Bis 2015 führte Jobst-Peter Gerlach-von Waldthausen die Geschäfte gemeinsam mit seinem Vetter Klaus Gerlach-Meinders. Im Jahr 2014 trat Timor Gerlach-von Waldthausen in das Unternehmen ein und wurde 2018 geschäftsführender Gesellschafter an der Seite seines Vaters. Im gleichen Jahr feierte das Unternehmen sein 150-jähriges Bestehen.

Im Rittergut Wührden wuchs Jobst-Peter Gerlach-von Waldthausen auf. Foto: privatPrägende Kindheit

Geboren wurde Jobst-Peter Gerlach-von Waldthausen 1947 in Rotenburg (Wümme). Er verlebte auf dem elterlichen Rittergut Wührden in Niedersachsen eine glückliche Kindheit, die ihm Vertrauen und Treue vermittelte. Nach einer Ausbildung zum Groß- und Außenhandelskaufmann sowie einem Studium der Betriebswirtschaftslehre heiratete er seine Ehefrau Gisela, mit der er seit über 50 Jahren eine respektvolle und innige Liebe pflegt. Aus dieser Liebe ging 1978 Sohn Timor Gerlach-von Waldthausen hervor.

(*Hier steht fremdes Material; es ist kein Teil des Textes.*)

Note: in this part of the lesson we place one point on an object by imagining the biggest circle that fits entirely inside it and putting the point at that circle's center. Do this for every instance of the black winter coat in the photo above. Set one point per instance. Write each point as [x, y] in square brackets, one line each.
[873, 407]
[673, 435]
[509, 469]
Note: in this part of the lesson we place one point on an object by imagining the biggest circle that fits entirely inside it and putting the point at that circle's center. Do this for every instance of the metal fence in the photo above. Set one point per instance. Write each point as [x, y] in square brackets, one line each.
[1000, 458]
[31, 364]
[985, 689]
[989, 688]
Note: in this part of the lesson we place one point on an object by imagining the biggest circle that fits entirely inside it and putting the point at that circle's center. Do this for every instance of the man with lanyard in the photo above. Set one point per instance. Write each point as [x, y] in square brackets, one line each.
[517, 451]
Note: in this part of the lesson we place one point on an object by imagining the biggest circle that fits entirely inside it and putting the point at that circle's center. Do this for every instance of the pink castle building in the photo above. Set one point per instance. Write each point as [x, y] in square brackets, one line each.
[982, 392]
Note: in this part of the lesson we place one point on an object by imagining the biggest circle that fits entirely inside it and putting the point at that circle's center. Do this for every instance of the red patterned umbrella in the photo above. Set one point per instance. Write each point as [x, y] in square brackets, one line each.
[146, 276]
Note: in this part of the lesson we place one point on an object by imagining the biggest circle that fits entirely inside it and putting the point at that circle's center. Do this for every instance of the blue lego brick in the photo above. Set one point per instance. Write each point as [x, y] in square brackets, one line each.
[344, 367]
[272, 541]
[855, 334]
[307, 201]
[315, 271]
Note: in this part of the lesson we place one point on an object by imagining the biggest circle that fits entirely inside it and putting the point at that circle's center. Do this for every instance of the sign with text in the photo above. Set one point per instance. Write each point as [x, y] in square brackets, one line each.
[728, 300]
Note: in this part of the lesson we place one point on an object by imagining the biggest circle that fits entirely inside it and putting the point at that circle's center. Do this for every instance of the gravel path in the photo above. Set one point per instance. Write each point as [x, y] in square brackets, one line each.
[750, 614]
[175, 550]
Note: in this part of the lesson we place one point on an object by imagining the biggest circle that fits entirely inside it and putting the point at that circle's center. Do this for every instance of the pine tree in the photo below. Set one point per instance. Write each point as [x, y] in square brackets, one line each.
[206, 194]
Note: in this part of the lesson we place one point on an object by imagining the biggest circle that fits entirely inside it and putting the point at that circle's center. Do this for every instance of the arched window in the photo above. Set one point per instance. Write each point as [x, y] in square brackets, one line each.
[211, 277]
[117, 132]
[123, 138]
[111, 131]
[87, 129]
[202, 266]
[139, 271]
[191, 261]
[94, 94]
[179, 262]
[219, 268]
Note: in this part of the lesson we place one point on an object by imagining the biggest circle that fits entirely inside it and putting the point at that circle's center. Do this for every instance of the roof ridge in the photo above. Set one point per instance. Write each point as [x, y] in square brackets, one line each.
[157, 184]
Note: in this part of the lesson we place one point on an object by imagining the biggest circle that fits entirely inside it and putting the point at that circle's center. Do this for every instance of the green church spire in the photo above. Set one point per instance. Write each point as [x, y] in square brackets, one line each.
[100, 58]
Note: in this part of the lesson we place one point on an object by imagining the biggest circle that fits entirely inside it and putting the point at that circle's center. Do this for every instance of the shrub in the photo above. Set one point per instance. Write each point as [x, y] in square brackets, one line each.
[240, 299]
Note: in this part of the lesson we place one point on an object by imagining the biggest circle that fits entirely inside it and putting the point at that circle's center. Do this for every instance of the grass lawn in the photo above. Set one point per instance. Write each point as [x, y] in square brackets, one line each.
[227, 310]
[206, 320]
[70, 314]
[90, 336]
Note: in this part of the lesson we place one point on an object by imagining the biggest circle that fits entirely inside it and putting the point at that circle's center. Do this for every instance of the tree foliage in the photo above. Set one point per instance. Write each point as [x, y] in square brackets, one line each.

Der derzeit stattfindende Generationenwechsel folgt der Tradition und zeigt die familiäre Verbundenheit, durch die Werte wie Treue, Bodenständigkeit und Respekt weitergebenen werden. Darauf basierend übernimmt der erfolgreiche Unternehmer Verantwortung, die sich vom privaten Umfeld über das Unternehmen bis zur Region erstreckt.

„Die Menschen stehen für mich im Vordergrund.“ Diese Wertschätzung gilt auch weltweit: „Sein freundliches Lächeln hat sofort eine gute Partnerschaft versprochen“, erklärt Dr. Miroslawa Galecka, Miralex GmbH in Polen, die ihn seit über 20 Jahren als Freund bezeichnet. Auch Importeur Anders Erichsen, Argo Fodpleje Artikler S/S, Dänemark schwärmt: „Sie beschreiben Ihre Mitarbeiter wie eine große Familie. Ich fühle mich wie ein Mitglied in der großen Familie. Ich bin stolz, dass ich GEHWOL Produkte nach Dänemark importieren und verkaufen kann.“

Die Hingabe und Leidenschaft bringt Jobst-Peter Gerlach-von Waldthausen nicht nur „seiner Familie“ entgegen. Als Schatzmeister beim Deutschen Roten Kreuz sowie Aufsichtsrat und Vorstand der Behindertenwerkstätten Lebenshilfe Lübbecke e. V. sowie durch Spenden der Eduard Gerlach GmbH für Institutionen und Vereine zeigt er die Verbundenheit mit der Region.

Vernetzt in allen Lebenslagen

Der Mensch Gerlach-von Waldthausen ist bei allem Erfolg bodenständig geblieben. Das Füreinander-da-Sein kennzeichnet alle Lebensbereiche und macht deutlich, dass Jobst-Peter Gerlach-von Waldthausen bestens vernetzt ist und die Menschen mit viel Hingabe zusammenbringt. Die Auszeichnung mit dem „Oscar der Beauty-Branche“ für sein Lebenswerk ehrt folgerichtig den Menschenfreund genauso wie den Macher, den Pionier, den Innovator und den Philanthropen.